Implementation details
This section contains some lower level details. It contains a few alternatives for certain problems, which we need to decide which we want to implement.
Changed PublicEvolving interfaces
We do need to change some interfaces that are marked as PublicEvolving. However most of the changes apply to classes that even though they are PublicEvolving we do not expect users to really use/implement them.
...
Code Block |
---|
@PublicEvolving public interface StateBackend extends java.io.Serializable { .... <K> CheckpointableKeyedStateBackend<K> createKeyedStateBackend( Environment env, JobID jobID, String operatorIdentifier, TypeSerializer<K> keySerializer, int numberOfKeyGroups, KeyGroupRange keyGroupRange, TaskKvStateRegistry kvStateRegistry, TtlTimeProvider ttlTimeProvider, MetricGroup metricGroup, @Nonnull Collection<KeyedStateHandle> stateHandles, CloseableRegistry cancelStreamRegistry) throws Exception; } |
How to sort/group keys
The end goal of sorting the incoming data is to group the keys together. The DataSet API requires that the key type is Comparable and uses the natural order for sorting. The DataStream API has not imposed this restriction so far on key types. It only requires that the key implements hashCode
. Other systems such as e.g. Beam do not use the natural order, but use the binary representation for sorting/grouping. Therefore we can:
...
- Support only keys that we can create a TypeComparator for. (For GenericTypeInfo they must implement Comparable) in batch style execution (fail hard if that's not the case)
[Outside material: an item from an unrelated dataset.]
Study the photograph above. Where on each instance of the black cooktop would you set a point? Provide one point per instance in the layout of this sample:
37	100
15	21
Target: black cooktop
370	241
Where to apply the sorting
The first question is where in the stack do we want to apply the sorting/grouping of incoming elements. We could identify at least 3 different approaches:
...
- changes to the topology
- not trivial connection of a two-input operator (via OutputTags)
- in case of the two input operator at least the merging step must be chained with the two input operator
Compatibility, Deprecation, and Migration Plan
- This change should not affect current users of the DataStream API, it will be enabled based on the setting discussed in FLIP-134: DataStream Semantics for Bounded Input .
Rejected Alternatives
- Making it configurable whether to use the single key state backend and sorting or just use regular state backends
- Go through the whole open-max-watermark-close cycle for an operator for each key, thus "fixing" the zig-zagging problem of watermarks and timers. Come with other problems, though, for example with broadcast input/two-input operators in general.